‘B |
arema’ is the practice of hiring girls to work on farms during planting or harvesting of crops for payment of token sum of money. The practice does not only hinders the girls from going to schools but subjects them to exploitation and rape from those who hire their services on their farms.
Our correspondent reports that some school age girls troop out to streets in Gombe State capital and some local governments headquarters searching for prospective farmers to carry them to farms and assist in planting or harvesting crops in return for payment of wages.

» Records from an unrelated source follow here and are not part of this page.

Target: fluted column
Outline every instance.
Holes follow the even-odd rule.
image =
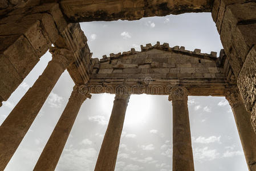
[[[173,170],[194,169],[190,128],[188,109],[188,90],[174,87],[169,96],[173,107]]]
[[[54,170],[65,146],[74,123],[83,101],[91,95],[75,85],[59,121],[46,144],[34,170]]]
[[[6,166],[72,55],[51,48],[52,59],[0,127],[0,170]]]
[[[250,171],[256,170],[256,134],[251,124],[251,115],[237,89],[228,89],[226,99],[232,108],[248,168]]]
[[[95,171],[114,171],[129,95],[117,94]]]

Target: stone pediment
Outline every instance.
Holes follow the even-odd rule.
[[[95,58],[88,85],[92,93],[98,93],[100,88],[115,93],[116,87],[140,85],[141,88],[143,85],[143,90],[133,90],[132,93],[160,95],[168,94],[166,89],[170,86],[181,85],[193,95],[222,95],[225,88],[232,84],[227,79],[229,70],[224,67],[225,56],[223,51],[217,58],[214,52],[202,54],[198,49],[190,51],[184,47],[171,48],[168,43],[160,45],[157,42],[153,46],[147,44],[141,46],[141,51],[132,48],[109,57],[104,55],[100,60]],[[101,87],[96,91],[97,86]],[[162,91],[145,92],[154,86],[161,87]]]

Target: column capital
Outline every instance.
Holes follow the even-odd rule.
[[[87,98],[91,99],[92,95],[85,88],[84,85],[75,85],[69,100],[80,101],[83,103]]]
[[[237,104],[243,104],[243,100],[238,88],[227,89],[225,91],[225,96],[231,107]]]
[[[75,58],[69,50],[51,47],[49,52],[52,55],[52,61],[60,63],[65,69],[72,63]]]
[[[184,87],[174,87],[170,90],[170,93],[169,95],[169,101],[172,100],[188,100],[188,89]]]
[[[115,100],[127,100],[127,103],[129,102],[130,99],[130,95],[128,93],[117,92],[115,97]]]

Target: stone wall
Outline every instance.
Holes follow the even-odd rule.
[[[256,130],[256,1],[216,0],[212,15]]]
[[[190,95],[221,96],[225,87],[235,85],[231,79],[226,79],[226,75],[231,77],[233,74],[229,73],[222,52],[220,58],[214,52],[202,54],[199,49],[190,51],[184,47],[170,48],[168,43],[157,42],[154,46],[141,46],[140,52],[132,49],[122,54],[104,55],[94,66],[89,88],[93,93],[115,93],[116,87],[128,86],[136,89],[133,93],[168,95],[169,88],[179,85],[189,89]],[[152,91],[146,92],[148,88]]]
[[[56,3],[17,8],[0,19],[0,100],[6,100],[67,27]]]
[[[92,73],[95,61],[91,59],[92,54],[90,52],[87,39],[80,25],[69,24],[54,45],[73,52],[75,61],[68,66],[67,71],[75,84],[87,83]]]
[[[210,12],[212,0],[62,0],[63,12],[72,22],[139,19],[192,12]]]

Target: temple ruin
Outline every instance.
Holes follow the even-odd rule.
[[[192,12],[212,13],[224,48],[220,56],[157,42],[99,60],[78,23]],[[256,170],[256,1],[2,0],[0,16],[0,106],[43,54],[52,55],[0,126],[0,170],[66,69],[76,85],[34,170],[54,170],[81,105],[104,92],[116,97],[95,170],[115,170],[129,96],[142,93],[172,102],[173,170],[194,169],[188,95],[226,97],[249,170]]]

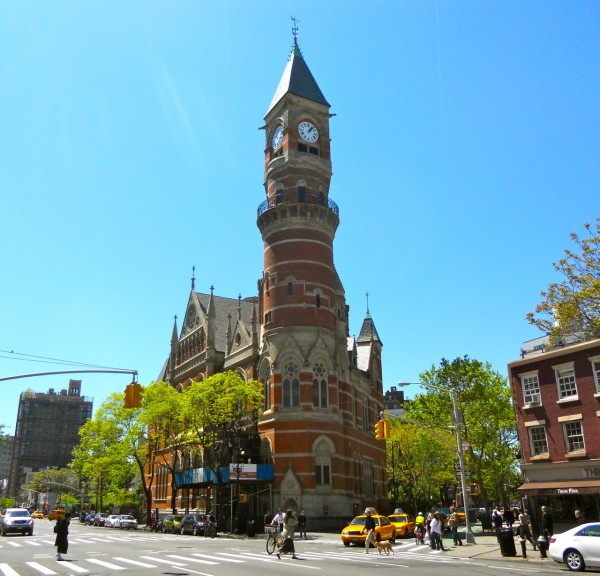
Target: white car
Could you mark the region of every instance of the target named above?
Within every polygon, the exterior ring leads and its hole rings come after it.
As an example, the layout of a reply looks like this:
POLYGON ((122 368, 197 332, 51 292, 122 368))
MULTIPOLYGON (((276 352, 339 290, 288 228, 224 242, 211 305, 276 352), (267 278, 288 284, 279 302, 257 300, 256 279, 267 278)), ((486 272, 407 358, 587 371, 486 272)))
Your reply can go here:
POLYGON ((548 551, 552 560, 566 564, 569 570, 581 572, 600 568, 600 523, 581 524, 550 537, 548 551))
POLYGON ((105 526, 105 528, 118 528, 119 527, 119 515, 111 514, 110 516, 107 516, 106 520, 104 520, 104 526, 105 526))

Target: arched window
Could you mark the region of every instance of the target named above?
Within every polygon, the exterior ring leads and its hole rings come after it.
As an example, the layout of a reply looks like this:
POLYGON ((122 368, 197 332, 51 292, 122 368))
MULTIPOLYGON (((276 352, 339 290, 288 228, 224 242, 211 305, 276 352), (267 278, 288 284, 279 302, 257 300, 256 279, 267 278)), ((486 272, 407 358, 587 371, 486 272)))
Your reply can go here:
POLYGON ((315 484, 317 488, 331 487, 331 443, 321 438, 315 446, 315 484))
POLYGON ((263 410, 266 412, 271 409, 271 365, 269 362, 265 362, 261 380, 263 382, 263 410))
POLYGON ((327 371, 320 362, 313 366, 313 406, 327 408, 327 371))
POLYGON ((298 366, 288 362, 283 370, 283 407, 300 406, 300 378, 298 366))

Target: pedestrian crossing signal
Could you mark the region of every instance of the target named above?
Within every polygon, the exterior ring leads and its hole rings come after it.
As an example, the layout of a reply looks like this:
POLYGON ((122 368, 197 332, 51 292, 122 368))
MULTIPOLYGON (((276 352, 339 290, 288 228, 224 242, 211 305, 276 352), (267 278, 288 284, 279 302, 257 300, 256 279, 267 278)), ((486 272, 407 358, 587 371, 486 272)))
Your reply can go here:
POLYGON ((127 384, 125 388, 125 408, 142 407, 142 387, 137 382, 127 384))

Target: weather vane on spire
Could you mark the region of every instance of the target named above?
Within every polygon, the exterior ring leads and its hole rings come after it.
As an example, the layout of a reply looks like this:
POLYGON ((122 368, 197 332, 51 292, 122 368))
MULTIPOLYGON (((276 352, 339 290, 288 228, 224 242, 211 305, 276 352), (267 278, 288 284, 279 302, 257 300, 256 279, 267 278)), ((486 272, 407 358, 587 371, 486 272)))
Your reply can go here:
POLYGON ((298 42, 298 23, 300 22, 300 20, 294 18, 293 16, 291 17, 291 19, 294 23, 294 25, 292 26, 292 34, 294 35, 294 44, 296 44, 298 42))

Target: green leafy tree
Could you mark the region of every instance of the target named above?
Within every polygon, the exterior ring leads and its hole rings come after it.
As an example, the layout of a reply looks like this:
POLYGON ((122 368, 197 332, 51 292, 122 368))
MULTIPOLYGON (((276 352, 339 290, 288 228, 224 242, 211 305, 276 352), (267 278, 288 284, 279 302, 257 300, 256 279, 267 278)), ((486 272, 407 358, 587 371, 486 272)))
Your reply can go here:
POLYGON ((584 224, 588 236, 571 233, 577 250, 565 250, 554 269, 563 276, 541 293, 542 301, 526 319, 550 335, 551 343, 566 337, 600 338, 600 217, 595 228, 584 224))
POLYGON ((184 420, 184 396, 166 382, 153 382, 144 390, 140 422, 147 431, 148 458, 165 466, 171 476, 171 508, 177 502, 175 474, 181 464, 181 455, 189 445, 184 420))
MULTIPOLYGON (((517 427, 506 378, 494 372, 489 363, 467 356, 453 361, 442 359, 439 366, 420 375, 425 389, 409 403, 407 418, 455 437, 452 422, 456 391, 462 413, 463 453, 471 480, 481 488, 483 505, 488 491, 498 501, 506 501, 507 487, 518 482, 517 427)), ((454 474, 454 466, 449 470, 454 474)))
MULTIPOLYGON (((129 446, 123 442, 123 427, 117 406, 122 406, 123 394, 111 395, 98 408, 93 419, 80 429, 81 438, 73 450, 71 469, 91 482, 91 494, 96 497, 96 509, 104 510, 109 493, 127 490, 135 477, 135 464, 129 446)), ((120 506, 125 502, 114 501, 120 506)))

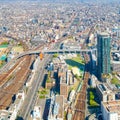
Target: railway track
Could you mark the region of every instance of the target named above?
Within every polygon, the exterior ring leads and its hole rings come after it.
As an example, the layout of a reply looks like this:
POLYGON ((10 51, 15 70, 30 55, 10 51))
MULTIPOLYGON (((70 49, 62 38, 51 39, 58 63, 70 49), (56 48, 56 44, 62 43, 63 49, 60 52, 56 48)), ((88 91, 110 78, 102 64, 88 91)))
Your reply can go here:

However, there is lamentation that some unscrupulous elements take the advantage of the poor girls who turn them into sex slaves while working on the farms that are usually in the bushes and outskirts of towns. While some miscreants disguise to be farmers and take the unsuspecting girls elsewhere to rape them all in the name of ‘Barema’. Residents of the state revealed that those girls usually troop at Tunfure, a suburb of the state capital, NTA area also at the outskirts of the capital, Lafiyawo, Akko and Lawanti communities waiting for potential customers.
Some sources told LEADERSHIP that the children are paid between N200 to N1, 000 after working from morning to afternoon on farms by farmers. They said it was because their wages are so cheap that farmers resort to patronizing the girls rather than engaging male labourers.
“You can see them in the morning around those communities waiting for their costumers to carry them to farms. They are paid N1, 000 and bellow. Some are even paid N200 daily”. A farmer told our correspondent.
However, women rights activists and community leaders in Gombe State have deplored the exploitation and rape of teenage girls in the state in the name of ‘Barema’. They made the lamentation during a capacity building training organized by ActionAid Nigeria’ to women rights organizations and stakeholders on combating violence against women and girls under its project tagged ‘SLOC VAWG’.
In an interview with LEADERSHIP, some of the participants, Iklima Ahmad from Lawanti village of Akko local government, Sara Adams, a female student from Kwami local government and Maina Bala Shango, a community leader from Garko community decried the practice.
They uncovered that the engagement of girls for labour on farms by farmers has become so rampant in the state pointing out that the practice stops many of the girls from going to school and making unscrupulous elements to take the advantage and rape them on the farms.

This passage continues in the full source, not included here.